Now we know that the child comes from the germ cells which are not made by the bodies of the parents but have arisen by the division of the antecedent germ cell. _Every cell comes from a pre-existing cell_ by a process of division, and _every germ cell comes from a pre-existing germ cell_. Consequently it is not possible to hold, that the body generates germ cells, nor that the soul generates souls. The only possible scientific position is that the _mind_ or soul as well as the body develops from the _germ_.

”No fact in human experience is more certain than that the mind develops by gradual and natural processes from a simple condition which can scarcely be called mind at all; no fact in human experience is fraught with greater practical and philosophical significance than this, and yet no fact is more generally disregarded.” Conklin.

”Doubtless the elements of which _consciousness_ develops are _present in the germ cells_, in the same sense that the elements of the other psychic processes or of the organs of the body are there present; not as a miniature of the adult condition, but rather in the form of elements or factors, which by long series of combinations and transformations, due to interactions with one another and with the environment, give rise to the fully developed condition.... It is an interesting fact that in man, and in several other animals which may be a.s.sumed to have a sense of ident.i.ty, the nerve cells, especially those of the _brain_, _cease dividing_ at an early age, and these identical cells persist throughout the remainder of life.”...

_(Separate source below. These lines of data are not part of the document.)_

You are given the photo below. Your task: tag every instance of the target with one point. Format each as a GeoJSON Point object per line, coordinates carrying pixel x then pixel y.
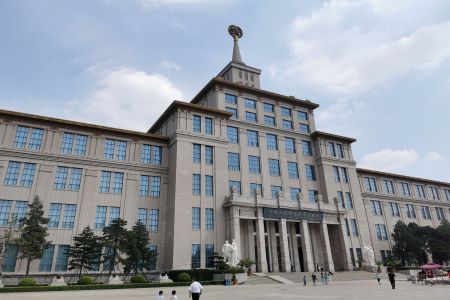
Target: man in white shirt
{"type": "Point", "coordinates": [195, 289]}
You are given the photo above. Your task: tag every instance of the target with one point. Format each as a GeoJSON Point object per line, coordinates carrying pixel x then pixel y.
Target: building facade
{"type": "Point", "coordinates": [237, 162]}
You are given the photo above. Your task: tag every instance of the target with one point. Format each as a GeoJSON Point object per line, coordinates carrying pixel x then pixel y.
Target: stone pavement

”The hen does not produce the egg, but the egg produces the hen and also other eggs. Individual traits are not transmitted from the hen to the egg, but they develop out of germinal factors which are carried along from _cell to cell, and from generation to generation_....”

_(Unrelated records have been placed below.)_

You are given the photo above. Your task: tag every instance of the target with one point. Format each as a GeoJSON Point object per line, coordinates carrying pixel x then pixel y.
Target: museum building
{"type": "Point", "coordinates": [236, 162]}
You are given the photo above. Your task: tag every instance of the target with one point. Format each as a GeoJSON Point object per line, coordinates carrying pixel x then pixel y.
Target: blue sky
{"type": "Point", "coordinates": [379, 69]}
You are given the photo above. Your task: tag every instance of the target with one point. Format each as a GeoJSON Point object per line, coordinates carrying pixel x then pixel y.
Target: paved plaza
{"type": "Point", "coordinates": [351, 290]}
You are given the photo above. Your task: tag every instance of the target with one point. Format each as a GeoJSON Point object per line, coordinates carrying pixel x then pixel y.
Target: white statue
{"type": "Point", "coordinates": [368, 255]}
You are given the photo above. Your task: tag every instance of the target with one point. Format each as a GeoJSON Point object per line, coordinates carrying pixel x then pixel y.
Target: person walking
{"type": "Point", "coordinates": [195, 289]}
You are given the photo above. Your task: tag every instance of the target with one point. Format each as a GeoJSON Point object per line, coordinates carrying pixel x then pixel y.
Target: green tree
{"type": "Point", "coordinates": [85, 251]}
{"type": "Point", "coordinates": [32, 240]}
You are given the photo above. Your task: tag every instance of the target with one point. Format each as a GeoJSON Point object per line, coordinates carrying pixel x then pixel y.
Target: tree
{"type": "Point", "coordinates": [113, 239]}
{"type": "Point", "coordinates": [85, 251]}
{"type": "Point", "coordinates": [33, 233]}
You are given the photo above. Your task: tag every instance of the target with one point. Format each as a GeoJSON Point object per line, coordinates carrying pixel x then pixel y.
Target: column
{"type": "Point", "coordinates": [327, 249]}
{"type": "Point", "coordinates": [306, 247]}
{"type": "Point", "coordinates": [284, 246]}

”The germ is the undeveloped organism which forms the bond between successive generations; the person is the developed organism which arises from the germ under the influence of environmental conditions, the person develops and dies in each generation; the germ-plasm is the continuous stream of living substance which connects all generations. The person nourishes and protects the germ, and in this sense the person is merely the carrier of the germ-plasm, the _mortal trustee_ of an immortal substance.”

Conklin.

This is what I call ”time-linking.” (Author.)